Archive for: October, 2007
Every once in a while there’s something that really highlights the cultural divide between the American and the Japanese consumer, and I just got to eat 1.26GB worth of it.
I loved the Japanese demo of Folksoul. You start off as shy girl Ellen, walking around a strange town, wearing your plaid skirt with red tights. After meeting some of the colorful locals, you are gently guided towards your new destiny (and sexy outfit transformation animation sequence).
In the American demo of Folklore, you start off hopped up on powerful souls, calling in motherfucking airstrikes from A10 Warthogs equiped with airborne radar systems. America, FUCK YEAH!
I love BEAMS T. I love their ‘Art for Everyday’ philosophy. My first trip to Japan I made sure to make a pilgrimage to their flagship store in Harajuku.
BEAMS Co. is now into everything. There’s a BEAMS Records, a BEAMS Modern Living, and even a Uniform Circus BEAMS. It’s nice to see BEAMS spreading their rays of light into multiple arenas. But last week I think they jumped the shark with this BEAMS design:
What the hell is that? The new Subaru Impreza is already having a hard time as it is. Does it really need to be dressed up like a creamsicle flavored Jelly Belly?

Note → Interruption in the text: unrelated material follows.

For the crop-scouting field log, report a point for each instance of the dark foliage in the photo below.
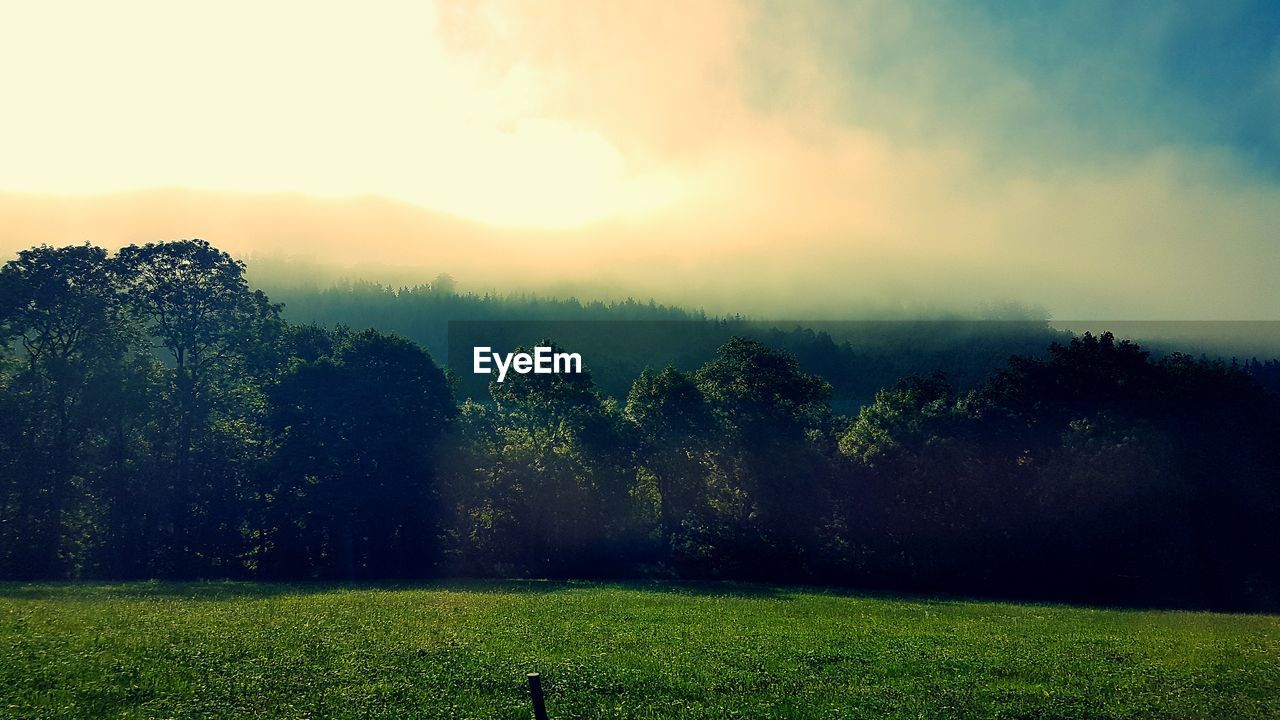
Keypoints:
(159, 418)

Now this auto fashion blunder inspired me to do a little digging around the Internets, and what I found is even more disturbing. A Bathing Ape took one of the sexiest cars on the planet, and made it a complete abomination:
This was the 1001 HP, 253 MPH Bugatti Veyron. These hand built cars come in the widest spectrum of color combinations, letting you even customize the supple leather interior in an array of 144 complimentary selections. I have spent hours dreaming up my perfect Veyron, but I am kind of partial to the hyper-rare and paintless Pur Sang version, clothed only in brushed aluminum and clear coated carbon fiber.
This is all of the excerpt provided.